I braced myself. What had he done?
“He got her signed with MCA,” she told me, “and she has a record deal now. And Joe Gersh has her booked at El Morocco and at Mocambo in Los
Angeles and so, so many other wonderful places!”
I looked at the Nightingale. She was a very talented singer and seemed like a nice girl. But I couldn't tell if she was crying out of real gratitude or because she was simply disgusted at herself for accepting all this.
“And wait till you see the sable coat he got her,” Jane said. “Isn't he just wonderful, Sally?”
“We're going to be late for dinner.”
RAY FONTANA: Look, I never asked Vic for nothing. Not one time. But I knew that Vic had bought Cathy and Carmine a new turquoise blue Chevy Styleline Deluxe, and when I heard that, well, you know, I got a little envious, sure. And he'd gotten Guy Puglia a car too, a big blue Cadillac Fleetwood. Beautiful car. And Guy wasn't even Vic's own blood. But I never asked Vic for nothing. So one Saturday morning my wife goes outside to pick up the milk and she calls out to me, “Ray, why's there a brand-new blue Coupe de Ville in our driveway?” And right away I knew . . . my little brother had come through.
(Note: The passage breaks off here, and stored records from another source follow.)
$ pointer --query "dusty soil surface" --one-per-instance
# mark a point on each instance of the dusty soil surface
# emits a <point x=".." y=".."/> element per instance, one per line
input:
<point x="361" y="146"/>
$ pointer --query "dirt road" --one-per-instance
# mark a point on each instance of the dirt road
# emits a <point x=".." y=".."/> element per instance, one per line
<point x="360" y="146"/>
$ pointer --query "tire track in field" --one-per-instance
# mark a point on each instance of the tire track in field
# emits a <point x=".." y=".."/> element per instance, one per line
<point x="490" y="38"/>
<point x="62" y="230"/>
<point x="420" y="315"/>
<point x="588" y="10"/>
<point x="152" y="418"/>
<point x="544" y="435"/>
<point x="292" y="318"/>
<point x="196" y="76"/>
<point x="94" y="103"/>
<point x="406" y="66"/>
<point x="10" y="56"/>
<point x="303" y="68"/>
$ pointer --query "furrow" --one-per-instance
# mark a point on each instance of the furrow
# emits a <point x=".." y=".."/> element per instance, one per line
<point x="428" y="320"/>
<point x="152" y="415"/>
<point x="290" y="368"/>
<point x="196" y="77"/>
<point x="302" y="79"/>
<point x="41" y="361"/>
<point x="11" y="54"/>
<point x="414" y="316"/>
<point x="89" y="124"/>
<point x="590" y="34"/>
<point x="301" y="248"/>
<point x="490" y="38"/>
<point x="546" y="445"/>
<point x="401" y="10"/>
He couldn't give Pop anything though—Pop was too proud to take it. So he'd just send cash to my mother. She'd get envelopes with thousands in it sometimes. It was one thing if Vic drove up in a new Caddy and said, Here, it's yours. That wouldn't fly. But if all of a sudden Mom goes to a dealership in New Bedford and plunks down a few grand for one, then it's okay.
• • •
MICKEY KNOTT: Before I got my own band, the last band I toured with was Billy Ross's. Yeah, the Fountain and Bliss Express. It was the lush life all right, lush and luxurious. We stayed at the best hotels, ate the best food, smoked the best tea, played the best joints, and the chicks were superb. I knew Vic from bumming around band to band from years before, and he gave me a call when Billy needed a new skins man.